Thursday, February 26, 2009

What's Your Emotional Voltage?

Who hasn’t felt the sharp zap of static electricity as someone comes across the room and touches you? We learned as children that you can build up this electrical charge by scuffing your feet on the floor. The more scuffs you make, the bigger the shock. So there are small insignificant shocks or big, sometimes painful, shocks.

What we feel when someone dies is very similar. Some grief feelings are small. Not really insignificant, but one is able to function normally, and others observing this individual may not even realize that this person had experienced a loss. Some grief feelings are HUGE! Incapacitating! There is no mistaking that the person having these feelings has lost someone, and there is no mistaking that their feelings are so enormous, they have the inability to hide them.

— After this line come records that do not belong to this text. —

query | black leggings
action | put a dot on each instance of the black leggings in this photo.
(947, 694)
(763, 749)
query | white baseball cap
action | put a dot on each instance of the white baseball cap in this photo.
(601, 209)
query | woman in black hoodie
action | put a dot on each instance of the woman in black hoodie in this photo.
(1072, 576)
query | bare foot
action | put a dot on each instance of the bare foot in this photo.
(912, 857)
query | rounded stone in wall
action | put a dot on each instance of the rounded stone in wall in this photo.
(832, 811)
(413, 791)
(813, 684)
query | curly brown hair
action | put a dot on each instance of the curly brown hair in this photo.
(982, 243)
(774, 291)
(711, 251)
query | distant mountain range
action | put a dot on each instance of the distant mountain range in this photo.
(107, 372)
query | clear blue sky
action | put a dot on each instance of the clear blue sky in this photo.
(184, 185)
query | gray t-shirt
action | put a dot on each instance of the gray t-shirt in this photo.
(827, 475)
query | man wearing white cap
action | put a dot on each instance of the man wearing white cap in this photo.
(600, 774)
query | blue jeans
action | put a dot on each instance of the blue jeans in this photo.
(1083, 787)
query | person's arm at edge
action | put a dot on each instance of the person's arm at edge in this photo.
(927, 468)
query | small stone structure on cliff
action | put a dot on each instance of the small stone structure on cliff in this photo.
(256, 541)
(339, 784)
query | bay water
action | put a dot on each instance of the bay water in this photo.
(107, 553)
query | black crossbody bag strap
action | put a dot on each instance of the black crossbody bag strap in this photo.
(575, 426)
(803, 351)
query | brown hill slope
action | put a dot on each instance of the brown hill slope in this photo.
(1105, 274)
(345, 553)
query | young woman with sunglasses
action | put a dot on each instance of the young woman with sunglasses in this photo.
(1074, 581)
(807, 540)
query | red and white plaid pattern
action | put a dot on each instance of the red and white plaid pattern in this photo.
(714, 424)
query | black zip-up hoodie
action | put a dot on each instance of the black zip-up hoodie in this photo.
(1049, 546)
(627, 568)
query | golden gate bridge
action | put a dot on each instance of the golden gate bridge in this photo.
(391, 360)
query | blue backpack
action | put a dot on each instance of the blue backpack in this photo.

Some people don’t understand why some seem to cope better in grief than others. Some families don’t understand why one family member is coping differently than the rest of the family. Some people have certain expectations on what it is to grieve and are frustrated and disappointed that they aren’t grieving the “right way.” Some people feel so frustrated with their grief response that they feel like they are going crazy.

Why are there so many different grief responses? One of the reasons can be our relationship, our “emotional voltage,” to the person who died. How connected were we to this person? Were they an acquaintance that we saw maybe twice a year or were they your best friend? Were they a grandparent or were they your spouse? Were they your employer or were they your pet?

We have many different relationships with the many different people in our lives and our emotional voltage to each one is just as different. Knowing this can help explain why a surviving spouse may be grieving differently than the children in the family. Or it may help explain why siblings may be reacting to the loss each in different ways than the other.

If you find yourself grieving differently than those around you, ask yourself, “What is my emotional voltage?”